EDITORIAL
Para um compromisso a três ser viável, seria necessário saber que propostas a troika pode aceitar
O apelo do Presidente da República a um acordo de médio prazo entre os três partidos do arco da governação está a gerar duas leituras distintas. De um lado, estão os críticos que, mesmo aceitando a bondade de um acordo de regime, contestam os termos em que foi proposto e consideram que o Presidente acrescentou confusão à confusão. Do outro, aqueles que afirmam que o Presidente fez o que tinha de ser feito e que a alternativa é entre o acordo e o segundo resgate, ou pior. Para estes, são os partidos que têm de estar à altura do desafio presidencial. A realidade, infelizmente, é menos linear.
Comece-se por recordar que esta crise foi aberta pela demissão de Vítor Gaspar e pela necessidade de avançar com a reforma do Estado e os cortes de 4,7 mil milhões. Gaspar já não podia contar nem com o PP, nem com o aparelho social-democrata. Havia duas linhas no Governo face às reformas impostas pela troika e a ortodoxa, a de Gaspar e Passos (e da troika), perdeu. Passando por cima da sucessão de desautorizações, equívocos e quebras de lealdade que se foram sucedendo, sabemos que não há acordo entre os três partidos (incluindo os que estão coligados) quanto à reforma do Estado, ao que deve ser renegociado com a troika e quanto à questão do crescimento, entre outras.
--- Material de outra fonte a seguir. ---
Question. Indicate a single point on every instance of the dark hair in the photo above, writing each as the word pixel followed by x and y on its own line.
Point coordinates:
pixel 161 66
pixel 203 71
Basta analisar o que PSD, CDS e PS têm defendido para o compreender.
Entretanto, o discurso do Presidente criou um facto consumado. A ausência de um acordo será seriamente penalizadora não só para aqueles partidos (como diz Cavaco), como para o Presidente. Um acordo de regime a médio prazo, com um horizonte que vá além da legislatura, é evidentemente vantajoso para o país. Mas os riscos são imensos. E se não haver acordo, ou se só houver haver acordo para europeu ver? O problema é que não se pode exigir aos partidos que abandonem as suas propostas. E um acordo que integrasse o que os três defendem implicaria que Portugal apresentasse à troika propostas distintas dos termos actuais do memorando. E era preciso saber se os credores estariam dispostos a aceitá-las. Por isso, a troika deveria ser parte da negociação que o Presidente abriu. Isto, no caso de se pretender um acordo de regime que não seja apenas um mero compromisso com uma soma de medidas drásticas pré-definidas – como parece ser o caso. Não pode haver acordo sem se saber qual a natureza política desse acordo. E isso é complicado de alcançar em pouco tempo e depois de o Presidente ter introduzido no pacote negociai as eleições e a não remodelação do Governo, que são assuntos de outra freguesia. É o desastre a que o memorando nos conduziu que gerou a crise política e não o contrário. Por isso, precisamos de uma nova negociação com os credores, a troco de um acordo de regime com o qual a troika tem também tudo a ganhar. Isso é transformar a crise numa oportunidade.